Reputation: 433
I might be doing something wrong, but I was trying to calculate a rolling average (let's use sum instead in this example for simplicity) after grouping the dataframe. Until here it all works well, but when I apply a shift I'm finding the values spill over to the group below.

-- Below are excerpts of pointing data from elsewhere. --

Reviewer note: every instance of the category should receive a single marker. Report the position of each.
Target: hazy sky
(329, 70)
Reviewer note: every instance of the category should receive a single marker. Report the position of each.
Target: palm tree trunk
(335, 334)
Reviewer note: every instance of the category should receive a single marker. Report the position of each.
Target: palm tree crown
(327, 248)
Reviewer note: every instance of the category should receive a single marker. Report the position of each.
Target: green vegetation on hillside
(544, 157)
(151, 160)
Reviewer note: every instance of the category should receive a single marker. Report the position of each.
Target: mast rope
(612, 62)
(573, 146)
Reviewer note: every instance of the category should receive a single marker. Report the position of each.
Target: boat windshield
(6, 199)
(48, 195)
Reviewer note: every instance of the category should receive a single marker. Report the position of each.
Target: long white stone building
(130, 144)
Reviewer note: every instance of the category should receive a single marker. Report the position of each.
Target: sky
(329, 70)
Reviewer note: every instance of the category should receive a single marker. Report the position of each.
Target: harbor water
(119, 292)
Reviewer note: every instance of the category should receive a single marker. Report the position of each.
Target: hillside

See example below:
import pandas as pd
df = pd.DataFrame({'X': ['A', 'A', 'A', 'B', 'B', 'B', 'C', 'C', 'C'],
'Y': [1, 2, 3, 1, 2, 3, 1, 2, 3]})
grouped_df = df.groupby(by='X')['Y'].rolling(window=2, min_periods=2).sum().shift(periods=1)
print(grouped_df)
Expected result:
X
A 0 NaN
1 NaN
2 3.0
B 3 NaN
4 NaN
5 3.0
C 6 NaN
7 NaN
8 3.0
Result I actually get:
X
A 0 NaN
1 NaN
2 3.0
B 3 5.0
4 NaN
5 3.0
C 6 5.0
7 NaN
8 3.0
You can see the result of A2 gets passed to B3 and the result of B5 to C6. I'm not sure this is the intended behaviour and I'm doing something wrong or there is some bug in pandas?
Thanks
Upvotes: 2
Views: 908
Reputation: 150785
The problem is that
df.groupby(by='X')['Y'].rolling(window=2, min_periods=2).sum()
returns a new series, then when you chain with shift()
, you shift the series as a whole, not within the group.
You need another groupby
to shift within the group:
grouped_df = (df.groupby(by='X')['Y'].rolling(window=2, min_periods=2).sum()
.groupby(level=0).shift(periods=1)
)
Or use groupby.transform
:
grouped_df = (df.groupby('X')['Y']
.transform(lambda x: x.rolling(window=2, min_periods=2)
.sum().shift(periods=1))
)
Output:
X
A 0 NaN
1 NaN
2 3.0
B 3 NaN
4 NaN
5 3.0
C 6 NaN
7 NaN
8 3.0
Name: Y, dtype: float64
Upvotes: 2